Uses a Consul control plane and requires the data plane to managed inside an app. It does not implement Layer 7 traffic management nor does it support Kubernetes CRDs.

How does progressive delivery work with a service mesh?

Progressive delivery is Continuous Delivery with fine-grained control over the blast radius. This means that you can deliver new features of your app to a certain percentage of your user base.
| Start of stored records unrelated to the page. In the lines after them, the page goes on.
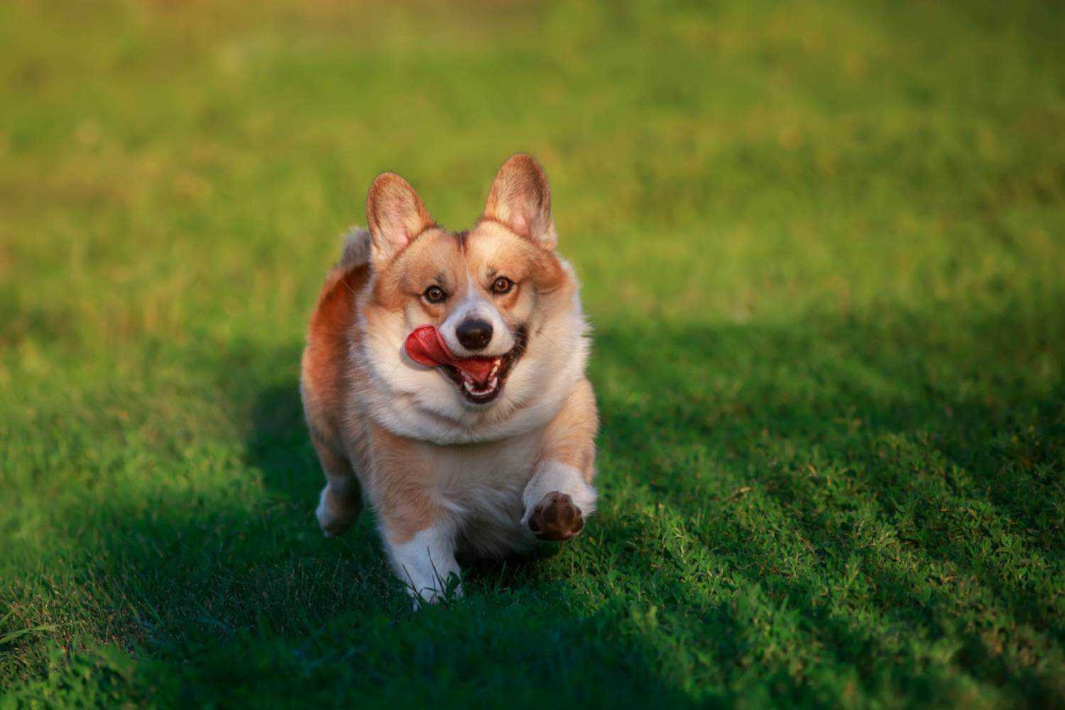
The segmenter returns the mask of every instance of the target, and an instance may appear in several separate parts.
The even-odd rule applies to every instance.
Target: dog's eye
[[[440,286],[429,286],[422,295],[425,297],[425,300],[430,303],[443,303],[444,300],[447,299],[447,294],[445,294],[444,290]]]
[[[510,290],[513,287],[514,287],[514,282],[505,276],[501,276],[498,279],[492,282],[493,294],[509,294]]]

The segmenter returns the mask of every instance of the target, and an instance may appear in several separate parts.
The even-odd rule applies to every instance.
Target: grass
[[[0,4],[0,707],[1065,706],[1052,3]],[[302,329],[515,150],[602,508],[411,613]]]

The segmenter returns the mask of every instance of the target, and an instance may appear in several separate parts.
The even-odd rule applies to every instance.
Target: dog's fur
[[[370,188],[366,219],[326,278],[302,358],[304,410],[327,481],[317,518],[341,534],[364,495],[396,574],[436,601],[458,575],[457,554],[567,540],[594,511],[588,326],[555,250],[546,175],[529,155],[503,165],[469,231],[438,227],[389,172]],[[493,292],[499,277],[513,281],[508,293]],[[430,302],[431,285],[446,300]],[[456,336],[471,316],[492,325],[484,351]],[[497,396],[472,401],[445,367],[411,360],[405,341],[425,325],[456,357],[517,358],[504,360],[512,366]]]

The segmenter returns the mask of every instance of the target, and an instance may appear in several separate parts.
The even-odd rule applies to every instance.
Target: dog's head
[[[371,186],[366,218],[373,276],[363,352],[392,396],[469,427],[502,422],[548,395],[553,380],[568,387],[583,373],[577,285],[555,251],[551,186],[531,156],[503,165],[468,231],[438,227],[391,172]],[[426,367],[408,356],[406,340],[423,326],[437,329],[453,364]]]

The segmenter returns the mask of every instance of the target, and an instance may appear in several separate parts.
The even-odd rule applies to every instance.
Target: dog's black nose
[[[484,350],[492,340],[492,324],[473,318],[463,320],[455,329],[455,336],[466,350]]]

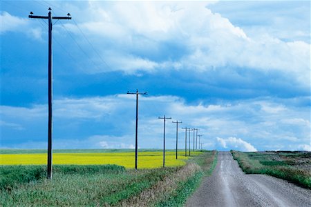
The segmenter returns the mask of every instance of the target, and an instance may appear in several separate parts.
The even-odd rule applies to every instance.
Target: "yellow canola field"
[[[191,152],[191,155],[199,155],[200,152]],[[178,159],[176,159],[176,152],[165,152],[165,166],[178,166],[185,164],[189,157],[185,157],[185,152],[178,152]],[[38,154],[1,154],[0,165],[44,165],[47,162],[47,155]],[[53,164],[74,165],[103,165],[116,164],[126,168],[135,167],[135,152],[104,152],[104,153],[54,153]],[[139,152],[138,168],[155,168],[163,165],[163,152]]]

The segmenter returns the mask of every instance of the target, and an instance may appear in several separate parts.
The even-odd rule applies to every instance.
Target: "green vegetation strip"
[[[217,155],[218,152],[214,150],[211,152],[211,155],[202,155],[194,158],[194,161],[200,166],[200,170],[194,173],[186,181],[180,182],[172,197],[156,206],[182,206],[187,199],[200,186],[202,178],[211,175],[217,164]]]
[[[186,166],[126,170],[116,165],[0,166],[0,206],[181,206],[211,173],[216,151],[205,151]]]
[[[310,152],[231,152],[246,173],[267,174],[311,189]]]

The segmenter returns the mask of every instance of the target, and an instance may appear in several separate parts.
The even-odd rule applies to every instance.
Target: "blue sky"
[[[48,7],[54,148],[133,148],[138,88],[140,148],[310,150],[309,1],[1,1],[0,148],[47,147]]]

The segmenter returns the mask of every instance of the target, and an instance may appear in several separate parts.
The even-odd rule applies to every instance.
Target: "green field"
[[[116,165],[55,165],[52,180],[45,178],[46,166],[1,166],[0,206],[180,206],[202,177],[211,173],[216,155],[204,151],[183,166],[138,170]]]
[[[267,174],[311,189],[311,152],[231,152],[246,173]]]

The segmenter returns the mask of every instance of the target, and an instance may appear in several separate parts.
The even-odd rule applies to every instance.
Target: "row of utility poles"
[[[163,130],[163,167],[165,166],[165,121],[166,119],[171,119],[171,117],[167,117],[165,115],[164,115],[163,117],[160,117],[159,119],[164,119],[164,130]],[[176,120],[176,121],[172,121],[172,123],[176,124],[176,159],[178,159],[178,124],[182,124],[182,121],[178,121],[178,120]],[[189,132],[189,156],[191,156],[191,146],[190,146],[190,131],[194,131],[194,149],[193,151],[194,152],[195,150],[198,149],[198,137],[199,137],[199,148],[200,146],[202,148],[202,144],[200,144],[200,139],[201,139],[201,135],[198,135],[198,131],[200,130],[198,128],[182,128],[182,129],[185,129],[185,156],[187,157],[187,132]],[[196,131],[196,139],[194,139],[194,135],[195,131]],[[195,141],[196,140],[196,141]],[[196,147],[195,147],[196,146]]]
[[[53,99],[52,99],[52,89],[53,89],[53,68],[52,68],[52,28],[53,28],[53,19],[71,19],[70,14],[67,14],[67,17],[52,17],[51,8],[48,8],[48,16],[36,16],[33,15],[33,12],[30,12],[29,18],[32,19],[45,19],[48,20],[48,164],[47,164],[47,178],[52,179],[53,177],[53,162],[52,162],[52,128],[53,128]],[[135,130],[135,168],[138,167],[138,95],[147,95],[147,92],[140,92],[138,90],[135,92],[128,92],[127,94],[136,95],[136,130]],[[159,117],[159,119],[164,119],[164,135],[163,135],[163,167],[165,166],[165,122],[166,119],[171,119],[171,117],[166,117],[165,115],[163,117]],[[173,121],[176,124],[176,159],[178,159],[178,124],[181,124],[181,121]],[[199,148],[202,144],[200,143],[200,137],[202,135],[198,135],[198,129],[196,128],[185,128],[185,156],[187,156],[187,132],[189,132],[189,155],[190,156],[190,131],[194,130],[194,131],[196,130],[196,149],[197,149],[197,139],[199,139]]]
[[[136,124],[135,124],[135,169],[137,170],[138,168],[138,97],[140,95],[148,95],[147,92],[140,92],[138,91],[138,89],[136,89],[136,92],[131,92],[128,91],[127,94],[129,95],[136,95]],[[167,119],[171,119],[171,117],[167,117],[165,115],[163,117],[159,117],[158,119],[163,119],[164,120],[164,125],[163,125],[163,167],[165,166],[165,128],[166,128],[166,121]],[[178,120],[176,120],[176,121],[172,121],[173,124],[176,124],[176,159],[178,159],[178,124],[182,124],[182,121],[178,121]],[[200,144],[200,138],[202,135],[198,135],[198,131],[199,129],[198,128],[182,128],[183,129],[185,129],[185,156],[187,157],[187,132],[189,132],[189,156],[191,156],[191,150],[190,150],[190,131],[194,131],[194,151],[198,149],[198,137],[199,137],[199,148],[200,146],[202,147],[202,145]],[[194,139],[194,135],[195,131],[196,130],[196,138]],[[196,140],[196,141],[195,141]]]

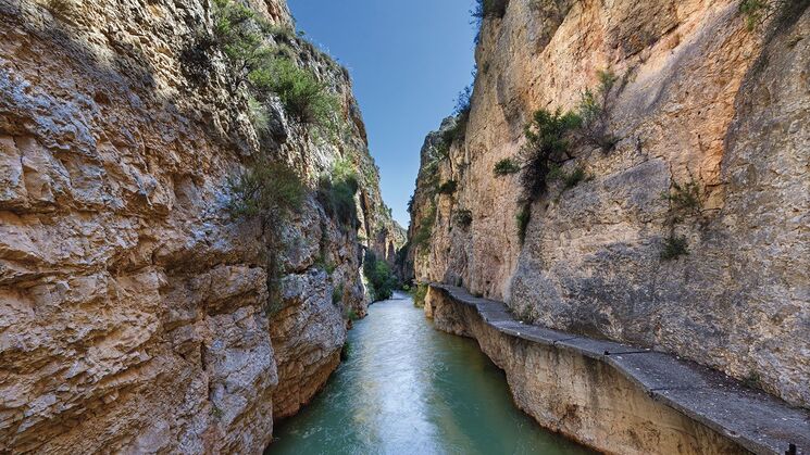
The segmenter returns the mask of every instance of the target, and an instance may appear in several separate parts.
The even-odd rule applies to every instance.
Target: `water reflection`
[[[375,304],[351,356],[267,454],[584,454],[513,405],[473,340],[435,330],[410,299]]]

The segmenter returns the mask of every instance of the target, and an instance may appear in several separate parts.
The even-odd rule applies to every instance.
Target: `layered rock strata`
[[[0,0],[0,453],[260,453],[365,311],[358,232],[314,197],[274,230],[279,299],[279,239],[226,211],[228,179],[270,153],[310,186],[351,161],[361,233],[392,224],[348,73],[267,37],[346,127],[321,140],[276,101],[263,139],[221,54],[187,76],[212,4]],[[291,26],[283,1],[250,7]]]
[[[673,356],[523,324],[506,305],[432,286],[437,328],[471,337],[540,425],[614,454],[810,450],[810,413]],[[793,447],[793,448],[792,448]]]
[[[737,0],[511,0],[485,18],[465,137],[447,159],[435,135],[423,151],[457,189],[418,181],[410,238],[432,229],[415,278],[808,406],[810,11],[759,3],[746,15]],[[618,77],[603,106],[615,146],[572,138],[560,178],[523,212],[521,174],[496,164],[520,164],[533,113],[576,112],[600,71]]]

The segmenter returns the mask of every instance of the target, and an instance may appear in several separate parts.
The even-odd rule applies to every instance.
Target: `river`
[[[475,341],[433,328],[410,296],[371,306],[348,359],[265,454],[588,454],[518,409]]]

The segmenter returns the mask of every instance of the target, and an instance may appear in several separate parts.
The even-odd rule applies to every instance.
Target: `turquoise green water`
[[[475,341],[433,328],[410,299],[377,303],[325,389],[279,422],[265,454],[586,454],[512,403]]]

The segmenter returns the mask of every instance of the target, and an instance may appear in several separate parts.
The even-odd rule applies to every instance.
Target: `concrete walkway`
[[[482,319],[502,333],[573,350],[611,365],[653,400],[751,452],[810,455],[810,412],[806,409],[792,407],[722,372],[672,354],[526,325],[516,320],[501,302],[472,296],[453,286],[429,286],[460,303],[474,306]]]

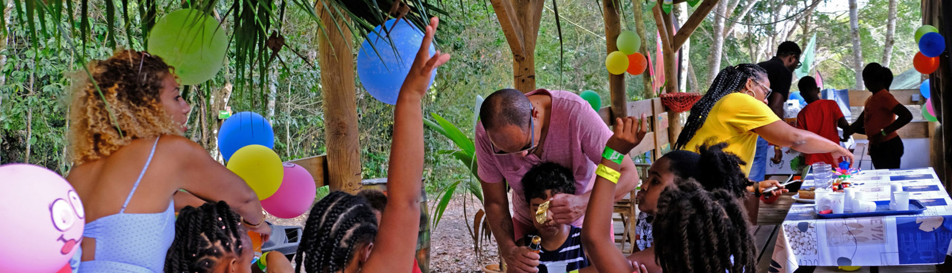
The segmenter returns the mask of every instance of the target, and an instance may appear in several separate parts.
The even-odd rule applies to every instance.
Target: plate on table
[[[816,203],[816,201],[814,201],[813,199],[803,199],[803,198],[800,198],[800,193],[794,194],[793,195],[793,200],[795,200],[795,201],[797,201],[799,203],[809,203],[809,204],[815,204]]]

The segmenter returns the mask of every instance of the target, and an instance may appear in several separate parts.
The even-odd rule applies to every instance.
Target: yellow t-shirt
[[[694,138],[687,142],[684,149],[697,152],[698,146],[711,138],[714,143],[726,142],[725,150],[747,163],[741,166],[746,175],[750,173],[757,152],[757,133],[753,129],[779,120],[764,102],[747,94],[730,93],[714,104],[707,120]]]

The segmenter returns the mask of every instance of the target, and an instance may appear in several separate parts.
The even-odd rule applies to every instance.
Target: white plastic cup
[[[908,191],[894,191],[893,196],[896,198],[896,210],[909,210]]]
[[[896,210],[896,195],[893,192],[902,191],[902,185],[898,182],[889,184],[889,209]]]
[[[830,210],[833,210],[833,213],[843,213],[843,199],[845,199],[846,194],[843,192],[830,192],[826,197],[830,201]]]
[[[843,189],[843,209],[846,212],[853,212],[853,199],[856,198],[856,188],[855,187],[844,187]]]
[[[545,270],[549,273],[565,273],[568,272],[565,270],[565,266],[568,266],[565,262],[552,262],[545,263]]]
[[[814,196],[813,200],[817,204],[817,208],[820,208],[820,210],[830,209],[829,200],[823,199],[823,197],[829,195],[830,192],[833,191],[830,190],[829,188],[817,188],[813,190],[813,196]]]

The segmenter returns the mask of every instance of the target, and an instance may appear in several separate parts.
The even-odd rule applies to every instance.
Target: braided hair
[[[294,262],[295,273],[337,272],[354,250],[377,237],[377,219],[363,197],[335,191],[310,209]]]
[[[704,96],[701,97],[701,100],[691,107],[691,114],[687,116],[687,123],[684,125],[684,130],[681,131],[681,135],[678,136],[674,149],[684,149],[687,142],[694,138],[694,134],[707,120],[707,114],[714,107],[714,104],[717,104],[721,98],[740,90],[748,79],[765,79],[766,75],[766,70],[753,64],[740,64],[721,69]]]
[[[746,187],[753,184],[741,170],[741,166],[747,165],[732,152],[724,150],[727,143],[713,144],[707,142],[698,147],[701,158],[698,160],[698,172],[704,173],[697,181],[706,190],[723,188],[735,197],[744,197]]]
[[[733,193],[676,179],[658,200],[655,259],[664,272],[755,272],[746,209]]]
[[[241,218],[224,201],[186,206],[175,221],[175,240],[166,255],[166,273],[211,272],[227,254],[246,251]]]

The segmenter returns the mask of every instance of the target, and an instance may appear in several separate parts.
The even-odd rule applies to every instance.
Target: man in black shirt
[[[767,98],[767,106],[782,120],[783,119],[783,103],[790,97],[790,84],[793,83],[793,69],[800,68],[800,46],[786,41],[777,47],[777,56],[766,62],[757,64],[767,70],[767,79],[773,92]],[[780,148],[776,146],[775,148]],[[757,154],[750,168],[750,179],[764,181],[766,176],[767,142],[757,139]]]

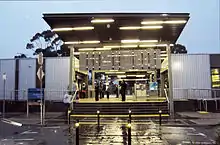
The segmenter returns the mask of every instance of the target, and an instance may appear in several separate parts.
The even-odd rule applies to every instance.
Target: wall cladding
[[[28,88],[36,87],[36,59],[19,60],[19,85],[18,99],[27,99]]]
[[[171,56],[174,99],[210,98],[209,55],[173,54]],[[204,89],[199,93],[187,89]]]
[[[0,99],[4,98],[4,83],[2,79],[3,73],[6,73],[6,98],[7,100],[14,100],[15,89],[15,60],[14,59],[2,59],[0,60]]]
[[[62,101],[69,84],[69,58],[46,58],[45,99]]]

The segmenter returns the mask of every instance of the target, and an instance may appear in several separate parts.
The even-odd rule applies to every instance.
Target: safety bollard
[[[71,110],[68,110],[67,115],[68,115],[68,124],[69,125],[70,125],[70,118],[71,118],[70,114],[71,114]]]
[[[100,126],[100,111],[97,110],[97,123],[98,123],[98,127]]]
[[[131,110],[128,111],[128,115],[129,115],[129,123],[131,123]]]
[[[75,123],[76,128],[76,145],[79,145],[79,121],[77,120]]]
[[[162,123],[162,116],[161,116],[161,114],[162,114],[162,111],[160,110],[160,111],[159,111],[159,122],[160,122],[160,126],[161,126],[161,123]]]
[[[128,123],[128,145],[131,145],[131,123]]]

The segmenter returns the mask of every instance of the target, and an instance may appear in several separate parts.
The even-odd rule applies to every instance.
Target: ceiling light
[[[163,24],[163,21],[142,21],[141,24]]]
[[[91,23],[112,23],[114,22],[113,19],[93,19]]]
[[[163,26],[142,26],[141,29],[161,29]]]
[[[87,27],[74,27],[73,30],[75,31],[80,31],[80,30],[93,30],[94,27],[92,26],[87,26]]]
[[[121,45],[122,48],[133,48],[138,47],[138,45]]]
[[[100,43],[98,40],[88,40],[88,41],[69,41],[64,42],[64,44],[97,44]]]
[[[111,48],[95,48],[95,50],[111,50]]]
[[[158,42],[158,40],[141,40],[141,43],[154,43],[154,42]]]
[[[139,45],[139,47],[166,47],[167,44],[144,44]],[[170,44],[170,46],[173,46],[173,44]]]
[[[139,39],[121,40],[121,43],[137,43]]]
[[[142,25],[156,25],[156,24],[184,24],[186,20],[169,20],[169,21],[142,21]]]
[[[139,30],[140,26],[119,27],[120,30]]]
[[[94,51],[94,48],[80,48],[79,51]]]
[[[186,20],[172,20],[172,21],[164,21],[164,24],[185,24]]]
[[[58,32],[58,31],[72,31],[73,30],[73,28],[54,28],[54,29],[52,29],[52,31],[56,31],[56,32]]]

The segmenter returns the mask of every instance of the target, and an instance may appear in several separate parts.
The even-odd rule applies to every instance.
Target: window
[[[211,69],[212,88],[220,88],[220,68]]]

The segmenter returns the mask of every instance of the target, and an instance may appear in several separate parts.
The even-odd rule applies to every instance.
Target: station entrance
[[[165,78],[158,72],[167,57],[166,101],[173,114],[171,47],[187,23],[188,13],[68,13],[44,14],[43,18],[70,49],[70,86],[77,79],[73,58],[78,57],[79,70],[88,78],[88,98],[95,97],[95,84],[101,82],[98,73],[104,74],[106,85],[126,82],[125,94],[137,100],[139,96],[164,96]],[[125,73],[108,74],[114,71]]]

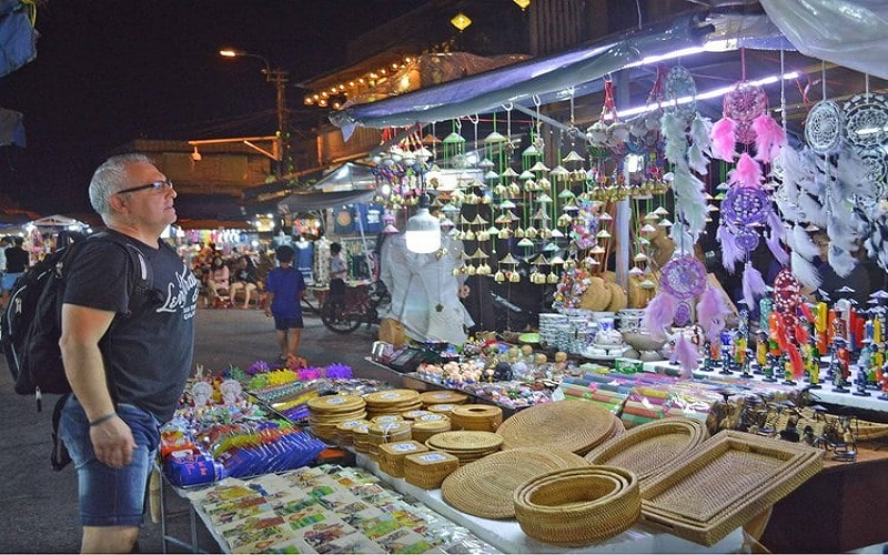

In order to control the progressive deployments, you need the following:

• User segmentation (provided by the service mesh)
• Traffic shifting Management (provided by the service mesh)
• Observability and metrics (provided by the service mesh)
• Automation (service mesh add-on like Flagger)

Canary

A canary is used for when you want to test some new functionality typically on the backend of your application. Traditionally you may have had two almost identical servers: one that goes to all users and another with the new features that gets rolled out to a subset of users and then compared. When no errors are reported, the new version can gradually roll out to the rest of the infrastructure.

While this strategy can be done just using Kubernetes resources by replacing old and new pods, it is much more convenient and easier to implement this strategy with a service mesh like Istio and an add-on like Flagger which can automate the shift in traffic.